Note: The above is added as standard policy to ensure data lifecycle optimization. Users have access to update the policies according to their requirement. Refer the official documentation ⧉ for learning more about lifecycle policies.

Customer-managed encryption key (CMEK)

Cloud Storage always encrypts your data on the server side, before it is written to disk, at no additional charge. By default Google Managed Encryption is used. To increase data security we recommend to use Customer managed encryption keys for data sensitive workloads as server side encryption.

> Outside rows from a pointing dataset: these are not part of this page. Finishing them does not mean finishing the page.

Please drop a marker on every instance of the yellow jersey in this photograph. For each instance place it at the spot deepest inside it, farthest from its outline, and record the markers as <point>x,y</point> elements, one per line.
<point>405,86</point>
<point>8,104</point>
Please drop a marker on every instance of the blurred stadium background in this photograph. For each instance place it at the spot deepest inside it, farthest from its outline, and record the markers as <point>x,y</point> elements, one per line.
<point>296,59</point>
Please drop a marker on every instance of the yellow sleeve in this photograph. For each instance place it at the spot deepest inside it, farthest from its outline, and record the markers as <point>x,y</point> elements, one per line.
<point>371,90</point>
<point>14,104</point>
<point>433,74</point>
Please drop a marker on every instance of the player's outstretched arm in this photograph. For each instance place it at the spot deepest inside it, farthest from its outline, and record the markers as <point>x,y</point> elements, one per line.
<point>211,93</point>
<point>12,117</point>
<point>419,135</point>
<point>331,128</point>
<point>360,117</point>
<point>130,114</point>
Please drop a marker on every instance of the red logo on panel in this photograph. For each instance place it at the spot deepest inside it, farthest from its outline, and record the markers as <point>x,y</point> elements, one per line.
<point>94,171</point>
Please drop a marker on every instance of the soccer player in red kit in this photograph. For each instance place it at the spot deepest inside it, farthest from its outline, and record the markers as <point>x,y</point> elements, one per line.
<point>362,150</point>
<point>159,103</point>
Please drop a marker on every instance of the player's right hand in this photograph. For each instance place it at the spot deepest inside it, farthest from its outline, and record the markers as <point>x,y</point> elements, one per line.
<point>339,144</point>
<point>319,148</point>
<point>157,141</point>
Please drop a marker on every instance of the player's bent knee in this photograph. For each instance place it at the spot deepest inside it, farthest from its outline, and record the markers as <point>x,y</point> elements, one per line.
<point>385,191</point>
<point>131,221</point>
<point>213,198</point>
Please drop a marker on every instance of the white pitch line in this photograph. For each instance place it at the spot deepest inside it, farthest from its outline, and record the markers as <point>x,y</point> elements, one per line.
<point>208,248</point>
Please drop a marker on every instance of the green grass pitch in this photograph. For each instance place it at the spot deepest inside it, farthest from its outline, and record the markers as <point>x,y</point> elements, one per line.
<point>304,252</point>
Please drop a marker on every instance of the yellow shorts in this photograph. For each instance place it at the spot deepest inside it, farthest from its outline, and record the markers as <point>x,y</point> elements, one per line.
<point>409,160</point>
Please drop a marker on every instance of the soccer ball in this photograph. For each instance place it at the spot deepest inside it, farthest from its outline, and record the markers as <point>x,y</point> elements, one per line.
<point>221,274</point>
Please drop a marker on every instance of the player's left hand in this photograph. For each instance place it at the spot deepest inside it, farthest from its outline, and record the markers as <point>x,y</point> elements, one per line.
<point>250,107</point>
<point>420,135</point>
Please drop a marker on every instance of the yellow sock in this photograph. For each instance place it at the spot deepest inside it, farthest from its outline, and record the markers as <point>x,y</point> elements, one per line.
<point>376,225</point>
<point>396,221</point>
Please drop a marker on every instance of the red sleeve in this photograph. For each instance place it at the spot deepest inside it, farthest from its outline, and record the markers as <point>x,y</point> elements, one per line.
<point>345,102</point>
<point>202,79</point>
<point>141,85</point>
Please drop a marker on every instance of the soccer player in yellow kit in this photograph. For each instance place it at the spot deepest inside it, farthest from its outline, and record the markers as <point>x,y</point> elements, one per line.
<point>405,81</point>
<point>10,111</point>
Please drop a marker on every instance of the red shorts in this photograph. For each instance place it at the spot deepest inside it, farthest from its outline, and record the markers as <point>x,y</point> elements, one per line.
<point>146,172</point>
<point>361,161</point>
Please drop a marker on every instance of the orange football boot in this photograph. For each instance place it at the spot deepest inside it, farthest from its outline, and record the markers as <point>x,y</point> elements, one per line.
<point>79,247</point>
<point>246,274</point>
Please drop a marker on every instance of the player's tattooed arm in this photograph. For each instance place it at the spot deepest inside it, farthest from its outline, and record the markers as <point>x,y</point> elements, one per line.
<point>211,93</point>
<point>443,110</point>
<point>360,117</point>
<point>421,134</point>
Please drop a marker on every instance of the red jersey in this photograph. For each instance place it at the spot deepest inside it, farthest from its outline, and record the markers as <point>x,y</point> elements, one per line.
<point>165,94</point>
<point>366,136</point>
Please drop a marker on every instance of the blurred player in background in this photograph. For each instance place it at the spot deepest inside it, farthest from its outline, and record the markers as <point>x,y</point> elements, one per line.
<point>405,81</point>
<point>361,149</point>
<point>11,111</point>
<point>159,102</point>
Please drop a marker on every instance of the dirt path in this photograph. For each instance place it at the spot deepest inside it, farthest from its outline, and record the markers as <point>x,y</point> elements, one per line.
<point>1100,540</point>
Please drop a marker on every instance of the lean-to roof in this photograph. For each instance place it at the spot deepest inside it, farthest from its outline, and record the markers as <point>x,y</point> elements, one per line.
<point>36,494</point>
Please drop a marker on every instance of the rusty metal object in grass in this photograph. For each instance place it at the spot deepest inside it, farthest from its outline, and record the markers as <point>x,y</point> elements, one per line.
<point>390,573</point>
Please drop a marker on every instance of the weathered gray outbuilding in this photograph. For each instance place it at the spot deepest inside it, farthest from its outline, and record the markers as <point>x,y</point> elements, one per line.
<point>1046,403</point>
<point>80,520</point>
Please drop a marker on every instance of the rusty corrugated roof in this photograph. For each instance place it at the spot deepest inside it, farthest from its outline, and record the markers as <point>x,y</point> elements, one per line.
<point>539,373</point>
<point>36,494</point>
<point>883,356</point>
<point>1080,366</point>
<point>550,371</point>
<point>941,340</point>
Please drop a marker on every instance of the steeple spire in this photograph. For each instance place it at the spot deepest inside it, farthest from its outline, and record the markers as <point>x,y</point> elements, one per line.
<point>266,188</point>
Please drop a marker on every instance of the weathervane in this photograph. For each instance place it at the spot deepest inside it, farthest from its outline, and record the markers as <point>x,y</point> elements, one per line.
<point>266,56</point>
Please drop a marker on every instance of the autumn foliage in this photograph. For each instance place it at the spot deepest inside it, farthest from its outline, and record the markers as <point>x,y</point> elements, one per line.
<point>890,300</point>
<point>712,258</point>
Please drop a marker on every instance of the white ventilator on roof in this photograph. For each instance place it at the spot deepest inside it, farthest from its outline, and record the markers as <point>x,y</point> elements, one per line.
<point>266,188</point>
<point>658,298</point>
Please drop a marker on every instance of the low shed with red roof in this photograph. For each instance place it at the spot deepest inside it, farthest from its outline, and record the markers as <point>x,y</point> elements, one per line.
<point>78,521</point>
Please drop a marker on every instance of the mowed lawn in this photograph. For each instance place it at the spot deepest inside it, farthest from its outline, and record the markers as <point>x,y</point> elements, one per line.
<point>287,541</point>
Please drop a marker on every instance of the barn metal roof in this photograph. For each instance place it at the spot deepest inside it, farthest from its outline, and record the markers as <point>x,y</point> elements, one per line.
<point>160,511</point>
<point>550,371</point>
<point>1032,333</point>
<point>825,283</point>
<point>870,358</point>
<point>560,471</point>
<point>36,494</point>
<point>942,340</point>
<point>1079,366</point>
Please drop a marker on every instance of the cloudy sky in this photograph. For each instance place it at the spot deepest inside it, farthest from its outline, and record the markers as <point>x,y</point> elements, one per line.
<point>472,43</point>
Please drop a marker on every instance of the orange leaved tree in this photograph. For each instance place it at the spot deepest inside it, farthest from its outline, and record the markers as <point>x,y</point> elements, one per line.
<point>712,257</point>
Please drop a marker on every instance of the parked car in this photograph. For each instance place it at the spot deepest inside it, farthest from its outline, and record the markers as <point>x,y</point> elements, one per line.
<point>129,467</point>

Note: Client-side encryption: encryption that occurs before data is sent to Cloud Storage. Such data arrives at Cloud Storage already encrypted but also undergoes server-side encryption.

Default Configurations

Bucket Settings:

Versioning Enabled: This feature will be enabled to keep a history of all object versions in the bucket. It allows you to recover objects that are overwritten or deleted, adding an extra layer of data protection.
Uniform Bucket-Level Access: We will enforce uniform bucket-level access (uniform_bucket_level_access = true), meaning all access control will be managed at the bucket level rather than at the individual object level. This simplifies access management and improves security.

References:

Cloud Storage Overview ⧉
Discover Object Storage Gcloud Commands ⧉

Compute Engine

Creating new computing machines (called virtual machines or VMs) in the cloud to preprocess data, develop code, host smaller apps with a web frontend (e.g. tensor board, custom image viewer etc) and so on.
Google Compute Engine allows you to create and run virtual machines (VMs) on Google’s powerful infrastructure. Think of a virtual machine as a computer that runs entirely in the cloud—there’s no need to buy or maintain any physical hardware. You can start with just one virtual machine or scale up to thousands, depending on your needs. The best part? You only pay for what you use, with no upfront costs.

Accessible via SSH
Scalable resources
Customizable VMs
Global availability
Secure infrastructure
Automated backups

Compute Engine Parameters

Parameter	Description	Mandatory
Instance Name	Name of the virtual machine	Yes
Region	Region where the VM will be deployed	Yes
Zone	Zone within the selected region	Yes
GPU Type	Type of GPU attached to the VM	Yes
GPU Count	Number of GPUs attached to the VM	Yes
Machine Type	Type of machine instance	Yes
Boot Disk Image	Image used for the boot disk	Yes
Boot Disk Size	Size of the boot disk (in GB)	Yes
Boot Disk Type	Type of boot disk (e.g., SSD, HDD)	Yes
Customer-managed encryption key (CMEK)	Encryption key managed by the customer	No
Service Account	Service account associated with the VM	No

GCP:

Users can access the instances by SSH'ing to the instances either via Browser SSH by clicking the SSH button available on the compute vm console or gcloud SDK.
Users can use IAP desktop or IAP tunnel to access their VMs.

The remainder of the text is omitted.